First things first, a history lesson. The Rebel Blues of Windsor were a motley crew of Greek miscreants who ran this area back in the 1930s. They cared about two things: prompt repayments and good Greek food. But they were outlaws at heart, and Rebel Blue’s Head Chef, Dionisios Pouliezos, has channelled that disruptive streak into the menu.
Put it this way: Rebel Blue isn’t your daddy’s Greek taverna. There’s four different types of Saganaki for one thing, brought to the table in a flash of sizzling Cognac. You can also tuck into contemporary little shared plates like chargrilled octopus and broadbean puree (our personal fave), gluten-free pita pockets, stuffed with lamb, fish, chicken or prawns, or maybe a serve of feta-pimped fries.
They’re even doing gluten-free loukoumades FFS, drizzling in Beechworth honey and toasted walnuts. Proper delish.
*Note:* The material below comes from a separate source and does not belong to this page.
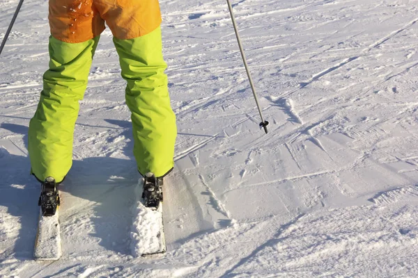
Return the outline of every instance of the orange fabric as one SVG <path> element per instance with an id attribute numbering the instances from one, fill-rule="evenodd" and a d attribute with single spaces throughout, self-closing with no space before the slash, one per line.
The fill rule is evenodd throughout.
<path id="1" fill-rule="evenodd" d="M 146 35 L 161 24 L 158 0 L 49 0 L 51 35 L 82 42 L 102 33 L 104 21 L 121 40 Z"/>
And this being Windsor, you’d expect Rebel Blue to knock back a decent cocktail. It’s pretty much mandatory on this strip. Diners expect their dinner with glass of something you could clean brass with. Our pick is the signature mixer: The Fruzo. A good lug of Greek ouzo muddled with rosè, honey, blue curacao and blackberries.
The restaurant design comes courtesy of Black Milk. There’s a pop of Grecian blue here and there, but there’s a deliberate move away from your ‘classic tavern look’. The fit-out was inspired more by Athenian industrial laneways: all exposed pipework, heritage photos, grey tiling and neon signage.